The biblical vision of strength and weakness provides rich material for such a message. The gospel brings us face to face with our weakness, but it doesn’t leave us there. Moses calls Joshua and the people of Israel to strength and courage (Deut. 31:6–8) while also reminding them of their weakness (Deut. 8:17–18). Fearful weakness and arrogant self-reliance were both errors—two sides of the same coin (Deut. 1). So too Paul can boast in his weakness (2 Cor. 11–12) and yet call Christians to strength (1 Cor. 16:13; 2 Tim. 1–2). This pattern is reflected in the doctrines of justification and sanctification—we are justified in complete weakness on the basis of God’s grace and Christ’s strength alone, and yet in sanctification we are “enabled more and more to die unto sin and live unto righteousness” (Westminster Shorter Catechism, 35). 

A generation tending toward weakness needs to be discipled in this way of gospel strength—strength in Christ by the power of the Holy Spirit as adopted children of the Most High God; strength that empowers not unto glory but unto patient suffering and self-dying love in the pattern of Christ. Developing and teaching on these themes is a pressing pastoral priority.

Challenges for the Modern Church

If the Bible provides the resources, I still worry that the evangelical and Reformed world suffers from a blind spot on this issue. We are sometimes better at saying, “you are weak” than “you can be strong.” We do well to learn from the modern world of therapy, and yet we may also be unduly influenced by the therapeutic culture that emphasizes secular pathology over biblical strength. As good Protestants we love and defend the doctrines of grace, which testify to the salvation of weak sinners by a mighty God, but we can be squeamish about speaking of the Christian’s strength and ability.

Many of us are also rightfully cautious about moralizing Old Testament stories of courage, such as David and Goliath. But if calls to strength and courage persist into the New Testament, then Christ’s fulfillment is not the end of the story, but rather the basis for a deeper and more confident strength. We are the cowering people of Israel and Christ is David, to be sure, but after David’s victory on their behalf, the frightened soldiers rise up in courage to pursue and defeat the Philistines.

We’re also wary of ripping “strength” verses out of context for inspirational purposes—a common temptation of evangelical pop culture. These verses are fodder for high-school football teams (I was once an offending party) and the reason so many Christian schools choose an eagle for their mascot (mounting up on wings and all). Related and more concerning, the rise of the prosperity gospel globally gives us pause in speaking of strength and power in the Christian life, because such concepts are so easily abused.

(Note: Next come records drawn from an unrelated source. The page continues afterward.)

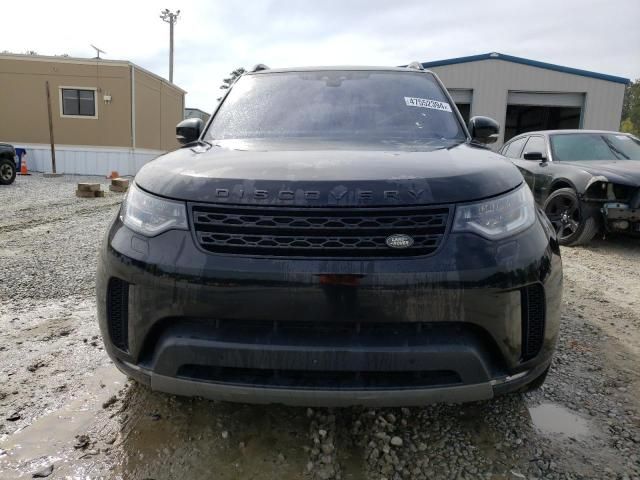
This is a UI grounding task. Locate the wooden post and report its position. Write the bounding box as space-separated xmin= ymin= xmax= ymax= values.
xmin=45 ymin=80 xmax=56 ymax=173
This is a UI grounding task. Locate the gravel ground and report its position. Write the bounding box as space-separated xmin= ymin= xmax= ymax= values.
xmin=0 ymin=174 xmax=640 ymax=480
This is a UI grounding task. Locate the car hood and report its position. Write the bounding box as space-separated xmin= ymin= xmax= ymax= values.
xmin=567 ymin=160 xmax=640 ymax=186
xmin=135 ymin=140 xmax=522 ymax=206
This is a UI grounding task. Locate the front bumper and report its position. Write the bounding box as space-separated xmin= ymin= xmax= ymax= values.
xmin=602 ymin=202 xmax=640 ymax=235
xmin=97 ymin=210 xmax=562 ymax=406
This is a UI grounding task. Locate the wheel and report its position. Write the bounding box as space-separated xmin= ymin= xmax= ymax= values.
xmin=0 ymin=158 xmax=16 ymax=185
xmin=544 ymin=188 xmax=600 ymax=247
xmin=520 ymin=367 xmax=549 ymax=393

But if these passages are often misapplied, that is no reason to abandon them—indeed, all the more reason for developing a faithful account. 

To this task we must set ourselves. If we are to care pastorally for Gen Z and the world they reflect and influence, we must get over these hurdles and offer a better way—better than the fragile weakness of the college campus, better than the self-reliant American spirit that looks on in dismay, and better than the prosperity gospel that makes false promises. There is much to grieve in our fallen world, and Gen Z is not wrong to notice. But Christ’s gospel offers a strength powered by the Spirit and grounded in a true and abiding hope—not in the mess of things seen, but in the already-but-not-yet of things unseen and eternal.